Even if your mesa-optimizer is aligned, if it doesn’t have a way to stop mesa-optimization, there’s the possibility that your mesa-optimizer would develop another mesa-optimizer inside itself which isn’t necessarily aligned.
I’m picturing value learning via (un)supervised learning, and I don’t see an easy way to control the incentives of any mesa-optimizer that develops in the context of (un)supervised learning. (Curious to hear about your ideas though.)
My intuition is that the distance between Mesa-Optimizing for X and Mesa-Optimizing for Y is likely to be smaller than the distance between an Incompetent Mesa-Optimizer and a Competent Mesa-Optimizer. If you’re shooting for a Competent Human Values Mesa-Optimizer, it would be easy to stumble across a Competent Not Quite Human Values Mesa-Optimizer along the way. All it would take would be having the “Competent” part in place before the “Human Values” part. And running a Competent Not Quite Human Values Mesa-Optimizer during training is likely to be dangerous.

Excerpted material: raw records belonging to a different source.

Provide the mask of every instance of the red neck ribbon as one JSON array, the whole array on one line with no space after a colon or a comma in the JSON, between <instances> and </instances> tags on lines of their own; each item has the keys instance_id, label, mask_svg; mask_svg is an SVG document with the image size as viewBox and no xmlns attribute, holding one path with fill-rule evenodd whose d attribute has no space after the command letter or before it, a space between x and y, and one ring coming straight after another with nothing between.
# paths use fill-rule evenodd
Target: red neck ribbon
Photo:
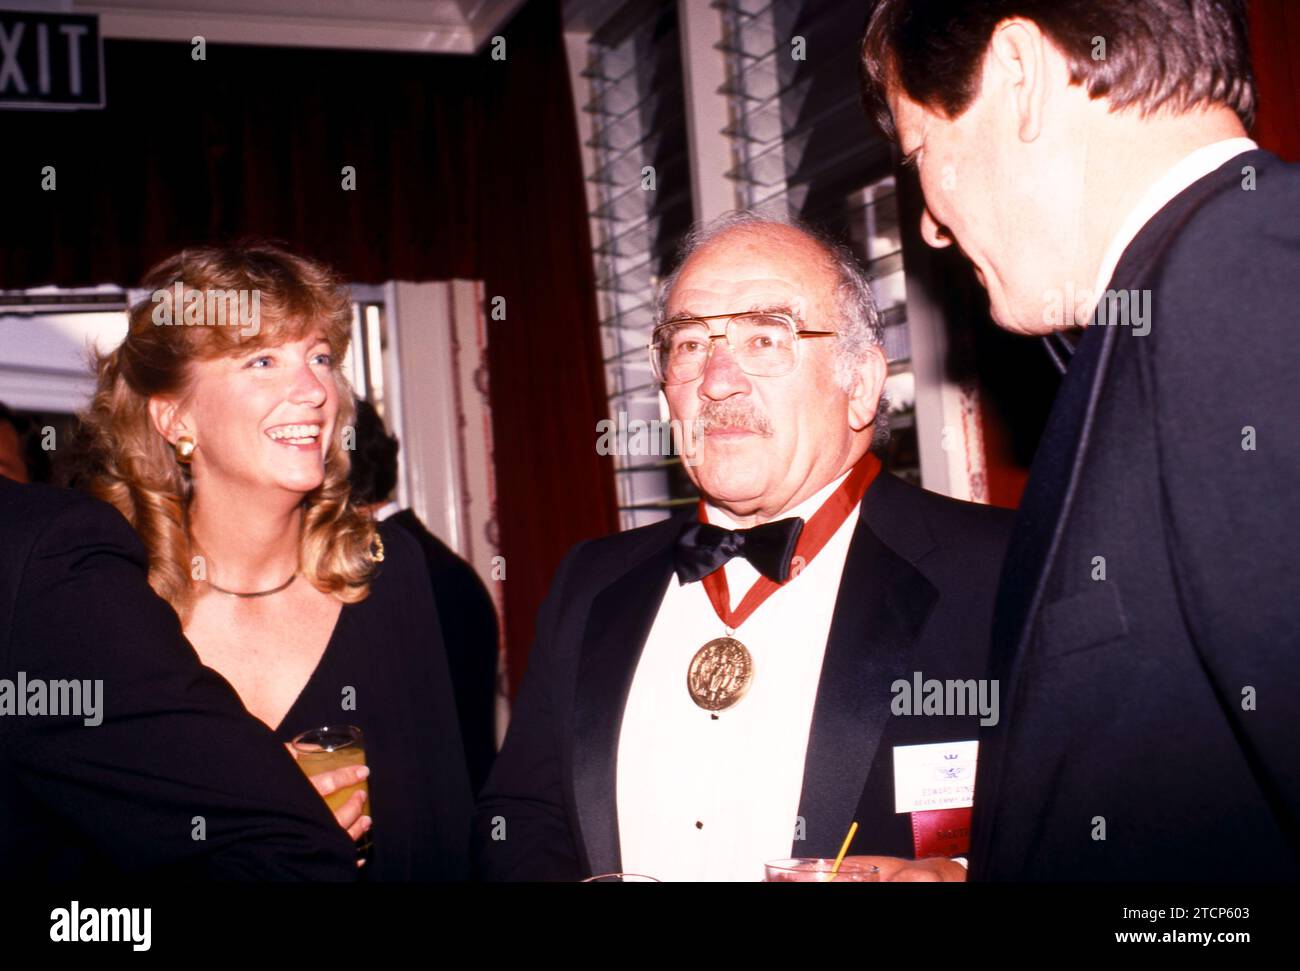
<instances>
[{"instance_id":1,"label":"red neck ribbon","mask_svg":"<svg viewBox=\"0 0 1300 971\"><path fill-rule=\"evenodd\" d=\"M858 503L862 502L862 497L866 495L867 488L875 480L876 474L880 471L880 459L876 458L871 452L864 455L858 464L853 466L849 474L845 476L844 481L840 483L838 489L830 494L825 502L822 503L811 519L804 524L803 531L799 533L799 542L795 544L794 556L800 562L799 569L806 569L808 564L813 561L813 557L822 551L822 547L830 542L835 531L844 525L844 520L849 518ZM700 522L707 523L708 515L704 509L704 500L700 500ZM799 575L799 569L792 570L790 580ZM789 583L787 580L786 583ZM727 588L727 571L722 567L714 570L704 578L704 591L709 595L709 602L713 604L713 609L717 612L722 622L732 630L735 630L750 615L759 608L759 606L772 594L780 590L783 584L775 580L769 580L765 576L760 576L754 585L749 588L734 611L731 609L731 591Z\"/></svg>"}]
</instances>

On the other hand, if we have methods for detecting mesa-optimization or starving it of compute that work reasonably well, we’re liable to stumble across an Incompetent Mesa-Optimizer and run it a few times, but it’s less likely that we’ll hit the smaller target of a Competent Mesa-Optimizer.
By managing incentives I expect we can, in practice, do things like: “[telling it to] restrict its lookahead to particular domains”… or remove any incentive for control of the environment.
I think we’re talking past each other a bit here.